The principal strike against XML blobs is that they are not first class citizens in the database schema. The DBMS cannot enforce referential integrity on the blob by itself, it cannot index individual columns within the blob and querying the data from the blob is more complex and may not be supported by reporting tools. In addition, the content of the blob is completely opaque to the system data dictionary. Anyone trying to extract the data back out of the system is dependent on the application's documentation to get any insight into the contents.

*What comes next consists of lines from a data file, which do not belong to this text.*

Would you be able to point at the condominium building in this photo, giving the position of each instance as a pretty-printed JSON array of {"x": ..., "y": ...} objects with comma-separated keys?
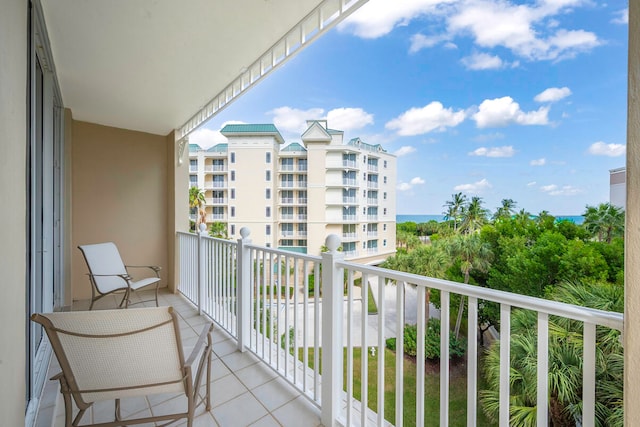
[{"x": 292, "y": 195}]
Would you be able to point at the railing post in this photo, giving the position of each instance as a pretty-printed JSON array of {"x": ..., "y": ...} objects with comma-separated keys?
[
  {"x": 332, "y": 319},
  {"x": 202, "y": 265},
  {"x": 243, "y": 317}
]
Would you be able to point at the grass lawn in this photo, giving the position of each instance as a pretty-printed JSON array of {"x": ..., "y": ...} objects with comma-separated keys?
[{"x": 457, "y": 389}]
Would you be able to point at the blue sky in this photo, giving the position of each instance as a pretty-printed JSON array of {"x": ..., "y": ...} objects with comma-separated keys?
[{"x": 500, "y": 99}]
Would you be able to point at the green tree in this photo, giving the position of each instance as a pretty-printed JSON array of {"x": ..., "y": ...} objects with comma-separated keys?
[
  {"x": 565, "y": 362},
  {"x": 472, "y": 254},
  {"x": 196, "y": 204},
  {"x": 474, "y": 216},
  {"x": 506, "y": 210},
  {"x": 604, "y": 222},
  {"x": 219, "y": 230}
]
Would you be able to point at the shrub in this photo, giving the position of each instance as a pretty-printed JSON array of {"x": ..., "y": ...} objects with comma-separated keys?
[{"x": 457, "y": 347}]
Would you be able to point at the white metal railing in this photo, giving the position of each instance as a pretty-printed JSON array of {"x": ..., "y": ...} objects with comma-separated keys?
[{"x": 287, "y": 308}]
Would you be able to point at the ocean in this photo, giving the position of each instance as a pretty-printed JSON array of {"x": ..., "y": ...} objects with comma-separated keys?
[{"x": 578, "y": 219}]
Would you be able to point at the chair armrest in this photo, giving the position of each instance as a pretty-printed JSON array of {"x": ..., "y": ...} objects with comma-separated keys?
[
  {"x": 126, "y": 277},
  {"x": 155, "y": 268},
  {"x": 204, "y": 335}
]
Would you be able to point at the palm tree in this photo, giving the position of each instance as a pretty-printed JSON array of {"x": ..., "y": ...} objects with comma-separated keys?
[
  {"x": 506, "y": 209},
  {"x": 474, "y": 216},
  {"x": 196, "y": 203},
  {"x": 219, "y": 230},
  {"x": 473, "y": 254},
  {"x": 604, "y": 222},
  {"x": 454, "y": 210}
]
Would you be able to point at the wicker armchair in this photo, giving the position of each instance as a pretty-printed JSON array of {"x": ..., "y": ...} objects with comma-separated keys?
[
  {"x": 108, "y": 274},
  {"x": 115, "y": 354}
]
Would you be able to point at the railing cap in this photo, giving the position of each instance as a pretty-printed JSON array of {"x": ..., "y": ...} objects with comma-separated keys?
[{"x": 332, "y": 242}]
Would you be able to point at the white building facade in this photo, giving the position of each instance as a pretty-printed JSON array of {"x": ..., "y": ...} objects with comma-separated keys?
[{"x": 292, "y": 195}]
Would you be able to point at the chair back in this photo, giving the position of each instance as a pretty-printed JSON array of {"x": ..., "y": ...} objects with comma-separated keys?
[
  {"x": 104, "y": 259},
  {"x": 111, "y": 354}
]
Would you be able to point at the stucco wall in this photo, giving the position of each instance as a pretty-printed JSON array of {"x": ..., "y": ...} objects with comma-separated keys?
[
  {"x": 632, "y": 229},
  {"x": 13, "y": 123},
  {"x": 119, "y": 193}
]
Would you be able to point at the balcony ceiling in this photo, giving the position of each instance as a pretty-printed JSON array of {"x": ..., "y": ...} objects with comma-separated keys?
[{"x": 149, "y": 65}]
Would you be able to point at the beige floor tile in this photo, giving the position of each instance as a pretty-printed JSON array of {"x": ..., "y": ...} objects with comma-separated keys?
[
  {"x": 240, "y": 411},
  {"x": 255, "y": 375},
  {"x": 225, "y": 389},
  {"x": 275, "y": 393},
  {"x": 298, "y": 413}
]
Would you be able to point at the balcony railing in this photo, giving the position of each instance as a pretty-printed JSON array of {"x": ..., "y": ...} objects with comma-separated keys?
[{"x": 294, "y": 331}]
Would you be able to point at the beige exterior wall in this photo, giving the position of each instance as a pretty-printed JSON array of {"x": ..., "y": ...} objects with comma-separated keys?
[
  {"x": 324, "y": 190},
  {"x": 250, "y": 184},
  {"x": 632, "y": 230},
  {"x": 120, "y": 194},
  {"x": 13, "y": 264}
]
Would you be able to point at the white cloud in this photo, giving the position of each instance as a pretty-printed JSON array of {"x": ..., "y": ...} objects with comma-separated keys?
[
  {"x": 206, "y": 138},
  {"x": 520, "y": 28},
  {"x": 504, "y": 111},
  {"x": 622, "y": 17},
  {"x": 602, "y": 149},
  {"x": 482, "y": 61},
  {"x": 506, "y": 151},
  {"x": 431, "y": 117},
  {"x": 406, "y": 186},
  {"x": 293, "y": 120},
  {"x": 420, "y": 41},
  {"x": 404, "y": 150},
  {"x": 565, "y": 190},
  {"x": 379, "y": 17},
  {"x": 348, "y": 118},
  {"x": 553, "y": 94},
  {"x": 476, "y": 187}
]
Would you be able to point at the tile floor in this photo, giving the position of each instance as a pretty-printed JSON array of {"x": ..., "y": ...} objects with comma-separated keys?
[{"x": 245, "y": 392}]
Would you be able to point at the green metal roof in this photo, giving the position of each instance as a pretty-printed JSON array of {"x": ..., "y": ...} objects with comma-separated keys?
[
  {"x": 254, "y": 129},
  {"x": 294, "y": 146},
  {"x": 358, "y": 142}
]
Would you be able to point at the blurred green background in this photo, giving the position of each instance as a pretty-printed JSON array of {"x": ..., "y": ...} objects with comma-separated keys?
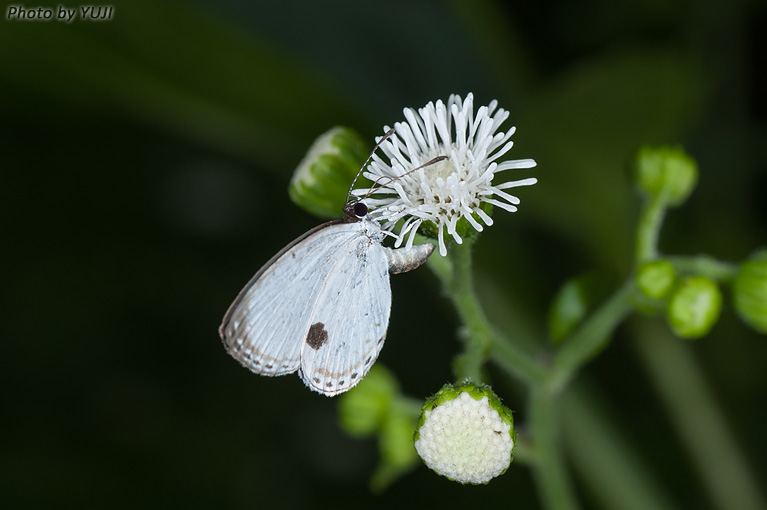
[{"x": 145, "y": 163}]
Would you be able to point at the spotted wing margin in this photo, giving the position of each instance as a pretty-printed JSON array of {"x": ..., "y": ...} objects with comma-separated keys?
[
  {"x": 349, "y": 321},
  {"x": 267, "y": 323}
]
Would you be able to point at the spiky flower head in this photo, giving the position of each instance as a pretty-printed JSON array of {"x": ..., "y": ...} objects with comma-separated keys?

In addition to your own suggestions, another way is to look at the Profile Provider system in ASP.net (Assuming a MS tech stack on this). You can extend the ProfileBase to include 2 arrays representing your user defined keys and another for the corresponding values. At that point, the SqlProfileProvider will handle the storage and retrieval of such and create your implementation of the ProfileBase object. Ultimately, this would be similar to if you were trying to use the ProfileProvider system in a Web Application project and not a Web Site project (which use different build managers).
I have done this in the past and used the concept of user defined fields. I would create four tables for the basic types:
UDFCharacter - id - int, order_id - int, value - varchar(4000)
UDFNumber - id - int, order_id - int, value - float
UDFDateTime - id - int, order_id - int, value - datetime
UDFText - id - int, order_id - int, value - text
I would then have a table that described the fields along with their type:
CustomField - id - int, customer_id - int (linked to customer table), fieldType - 'UDFCharacter, UDFNumber, etc', name - varchar, and other meta info
The responses to the fields go in the UDF tables. The fields get displayed on the page based on the CustomField table. Our system was may more complex and required more tbales but this seems like it would work.